Lenders Seek Alternative Products for Valuations
The current mortgage crisis has caused an industrywide re-evaluation of the use of BPOs. Today, lenders have no margin for error, thus it is imperative that every loan decision is based upon the most accurate information.
This is being sought through the use of alternative valuation products. A number of asset managers in the REO/loss mitigation world are combining an automated valuation model and a broker price opinion in conjunction with other market analysis values.
Lenders use BPOs when there is a legitimate chance that the REO property will go to listing. In this instance, Realtors offer valuable insight for how quickly the home might be sold and can detail what repairs are needed to sell the house at market.
While BPOs and AVMs have a legitimate place in the marketplace, there are better alternatives to these products, according to Brian Coester, CEO of Coester Appraisal Group, a nationwide appraisal management company based in Gaithersburg, Md.
"If it's REO-owned and the bank is taking up bids or they are looking to sell it, a Realtor goes into the home and puts a BPO report together and says, 'Here's what needs to be repaired for us to list it. Here's what I think we can sell it for as-is.' That adds tremendous value. They might even have buyers lined up sometimes. But other than that, I don't think it's appropriate," Mr. Coester tells MSN. "It's important to know your plans and what you want to do with the property."
If price were not a concern, most lenders and servicers would choose to order a full property appraisal, he stresses.
"The problem is it's too expensive. It can run $300 to $450 and $450 for a full-on appraisal is way too much to pay. Even a drive-by appraisal is $275," says Mr. Coester.
"An AVM is kind of a necessary evil that's not always accurate. It's data that's average that's calculated. A BPO is the median where essentially you have a Realtor who is familiar to the area. They have local access of the MLS and will go and take a photo of the property. Are they trained to do a proper evaluation? No. I think that's the problem we are having. Lenders are taking these BPOs as extremely credible. The number the Realtor puts on there is really not the number. Sometimes it's very far from that number."
Mr. Coester believes the industry will see a shift to more of a desktop appraisal evaluation where an appraiser who is familiar with the area to sit at his computer, pull MLS, pull three or four comps together.

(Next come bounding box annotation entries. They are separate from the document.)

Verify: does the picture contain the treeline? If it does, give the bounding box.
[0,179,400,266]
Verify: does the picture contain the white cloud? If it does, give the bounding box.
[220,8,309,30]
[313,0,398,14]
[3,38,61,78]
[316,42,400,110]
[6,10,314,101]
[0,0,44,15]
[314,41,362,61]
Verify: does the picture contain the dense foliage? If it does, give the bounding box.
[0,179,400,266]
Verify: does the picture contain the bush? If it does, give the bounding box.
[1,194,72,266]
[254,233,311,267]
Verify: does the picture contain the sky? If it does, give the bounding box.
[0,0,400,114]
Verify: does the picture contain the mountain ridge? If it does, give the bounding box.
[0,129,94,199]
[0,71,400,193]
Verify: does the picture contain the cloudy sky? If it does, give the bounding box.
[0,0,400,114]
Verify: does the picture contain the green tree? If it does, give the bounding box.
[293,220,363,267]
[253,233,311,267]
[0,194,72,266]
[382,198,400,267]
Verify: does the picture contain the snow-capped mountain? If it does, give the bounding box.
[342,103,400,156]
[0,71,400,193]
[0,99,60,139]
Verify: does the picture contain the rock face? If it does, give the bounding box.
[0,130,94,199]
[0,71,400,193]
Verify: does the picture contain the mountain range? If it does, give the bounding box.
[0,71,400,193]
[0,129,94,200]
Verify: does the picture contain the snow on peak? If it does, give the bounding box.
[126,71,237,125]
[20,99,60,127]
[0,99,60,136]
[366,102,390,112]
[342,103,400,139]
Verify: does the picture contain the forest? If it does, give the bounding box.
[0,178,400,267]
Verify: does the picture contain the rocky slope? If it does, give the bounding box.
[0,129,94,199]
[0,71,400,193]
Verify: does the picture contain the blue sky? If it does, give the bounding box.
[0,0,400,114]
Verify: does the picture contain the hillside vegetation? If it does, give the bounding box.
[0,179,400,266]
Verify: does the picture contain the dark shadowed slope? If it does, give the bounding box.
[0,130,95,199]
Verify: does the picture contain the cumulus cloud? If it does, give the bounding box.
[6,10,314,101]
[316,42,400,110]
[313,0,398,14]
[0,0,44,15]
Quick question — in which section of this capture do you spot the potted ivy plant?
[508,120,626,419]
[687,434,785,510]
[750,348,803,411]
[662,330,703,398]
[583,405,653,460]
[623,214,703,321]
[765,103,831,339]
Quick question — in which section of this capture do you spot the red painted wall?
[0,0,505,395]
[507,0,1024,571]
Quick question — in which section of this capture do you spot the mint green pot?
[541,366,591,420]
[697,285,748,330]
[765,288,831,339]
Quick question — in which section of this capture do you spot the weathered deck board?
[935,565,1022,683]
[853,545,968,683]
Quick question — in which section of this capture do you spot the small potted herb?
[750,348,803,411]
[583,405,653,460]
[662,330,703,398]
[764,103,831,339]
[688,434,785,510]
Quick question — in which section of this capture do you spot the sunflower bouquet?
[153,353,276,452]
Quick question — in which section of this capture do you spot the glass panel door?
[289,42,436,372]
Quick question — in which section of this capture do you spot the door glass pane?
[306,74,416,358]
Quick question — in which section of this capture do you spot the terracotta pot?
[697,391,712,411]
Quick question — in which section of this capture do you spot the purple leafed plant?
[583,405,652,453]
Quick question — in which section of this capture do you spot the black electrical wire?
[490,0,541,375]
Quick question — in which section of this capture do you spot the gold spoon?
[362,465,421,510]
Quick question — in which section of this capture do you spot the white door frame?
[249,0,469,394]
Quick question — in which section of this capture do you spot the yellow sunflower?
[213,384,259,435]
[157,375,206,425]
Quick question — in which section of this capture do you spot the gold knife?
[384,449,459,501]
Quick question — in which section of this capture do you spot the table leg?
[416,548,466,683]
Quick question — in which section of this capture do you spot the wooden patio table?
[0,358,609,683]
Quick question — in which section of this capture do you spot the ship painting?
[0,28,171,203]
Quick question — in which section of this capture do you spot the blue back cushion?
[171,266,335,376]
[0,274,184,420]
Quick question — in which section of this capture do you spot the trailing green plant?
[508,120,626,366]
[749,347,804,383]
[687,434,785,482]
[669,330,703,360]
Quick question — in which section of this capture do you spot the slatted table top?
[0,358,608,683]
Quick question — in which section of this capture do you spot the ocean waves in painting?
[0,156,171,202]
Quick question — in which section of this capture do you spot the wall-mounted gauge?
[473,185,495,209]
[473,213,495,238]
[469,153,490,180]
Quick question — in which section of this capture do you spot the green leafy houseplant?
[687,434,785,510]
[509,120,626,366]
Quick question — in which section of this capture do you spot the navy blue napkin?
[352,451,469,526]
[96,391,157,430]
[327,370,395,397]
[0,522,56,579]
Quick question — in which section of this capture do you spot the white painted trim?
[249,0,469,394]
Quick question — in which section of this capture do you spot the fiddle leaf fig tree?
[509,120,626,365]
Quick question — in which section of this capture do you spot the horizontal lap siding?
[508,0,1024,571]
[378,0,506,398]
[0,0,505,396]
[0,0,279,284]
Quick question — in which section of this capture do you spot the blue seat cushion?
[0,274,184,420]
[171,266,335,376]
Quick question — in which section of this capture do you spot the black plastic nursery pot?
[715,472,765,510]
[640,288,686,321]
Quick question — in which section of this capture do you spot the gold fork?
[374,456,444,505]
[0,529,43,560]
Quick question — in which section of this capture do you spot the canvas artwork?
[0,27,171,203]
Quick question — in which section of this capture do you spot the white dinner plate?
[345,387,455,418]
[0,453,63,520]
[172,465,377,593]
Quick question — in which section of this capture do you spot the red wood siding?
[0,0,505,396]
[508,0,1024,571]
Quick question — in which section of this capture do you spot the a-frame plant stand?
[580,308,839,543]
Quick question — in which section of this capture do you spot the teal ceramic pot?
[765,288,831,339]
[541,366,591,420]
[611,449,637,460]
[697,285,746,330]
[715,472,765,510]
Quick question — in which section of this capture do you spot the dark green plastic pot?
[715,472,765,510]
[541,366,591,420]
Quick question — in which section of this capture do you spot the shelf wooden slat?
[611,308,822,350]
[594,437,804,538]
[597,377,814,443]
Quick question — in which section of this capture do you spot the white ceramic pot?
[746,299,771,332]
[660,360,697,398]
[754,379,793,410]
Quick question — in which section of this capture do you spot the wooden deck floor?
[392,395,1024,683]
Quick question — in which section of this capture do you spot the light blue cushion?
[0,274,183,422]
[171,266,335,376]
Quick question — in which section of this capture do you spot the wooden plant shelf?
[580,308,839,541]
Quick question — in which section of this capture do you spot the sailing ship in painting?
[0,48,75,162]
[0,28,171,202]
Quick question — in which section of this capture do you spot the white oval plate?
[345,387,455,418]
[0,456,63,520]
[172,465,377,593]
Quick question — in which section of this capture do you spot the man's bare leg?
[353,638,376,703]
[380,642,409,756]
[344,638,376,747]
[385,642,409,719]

The company is right in the middle of launching Value Save, a desktop appraisal that runs around $100 and provides an accurate picture of the subject and market value that can be completed in a day. "It does a better job on evaluating the property. Realtors are not trained to evaluate properties and come up with a good market value that intensely," he said.
Three or four years from now, BPOs will not be around, predicts Mr. Coester.
"The government is already talking about legislation forbiddance to get rid of them. The feds have posted that commercial BPOs do not meet the requirements of a valuation. If a bank has to re-evaluate their commercial loan, they were using BPOs. Essentially, the feds have said that does not qualify as a property valuation, because they are not trained to do that."
Local real estate markets have become quite complex with erratic property value trends, high foreclosure rates, pervasive fraud, minimal sales activity and poor property maintenance.
"Therefore, lenders have a need for a much higher level of analysis and expertise than ever before," says Jeremy McCarty, founder and CEO of Valligent, a Roseville, Calif.-based provider of real estate valuations.
Valligent works with servicing companies, lenders and their REO departments to implement a BPO-type replacement product called an APO (appraisal price opinion) done by appraisers instead of Realtors.
"FIRREA's $250,000 threshold for use of licensed appraisers has allowed portfolio lenders and others to utilize BPOs on lower-valued properties. Relocation companies also utilize BPOs as a screening tool for selling the employees' home or in bidding on the potential destination residence."
There are various reasons why BPOs are not the appropriate solution, he adds, stating they do not require certification that the agent actually prepared the conclusions.
"BPOs are illegal in 24 states when used to establish market value. BPO providers are not disinterested third parties. They hope to get the listening and will value the home according to their best interests," he said.
"Agents typically only get paid $25 to $50 and therefore spend the least amount of time on them as possible."
Valligent believes the future of collateral valuation is about expertise and analytics and not about filling out forms and unsubstantiated opinions of value.
"It's very difficult to determine the right value for certain properties. Some have been in rehab and are in good shape and others are falling down. It's hard to know what interior your subject property is in," says Mr. McCarty.
"We believe the people with experience, who are licensed and insured to do valuation, is a much better solution than a Realtor that may not have that knowledge or the tools available to them to determine what's going on in that market."
Kevin Marshall, president of Clear Capital in Truckee, Calif., a provider of BPOs and other real estate valuation data, says financial institutions should be able to choose form a wide variety of proven and reliable valuation tools.
"Some state appraisal boards and appraiser groups are petitioning the federal government and state legislatures to enact regulations that will restrict financial institutions to a single valuation perspective, an appraisal," Mr. Marshall said.
"We know that BPOs, AVMs and other alternative valuation products are important and necessary tools which reduce costs, increase speed and strengthen accuracy.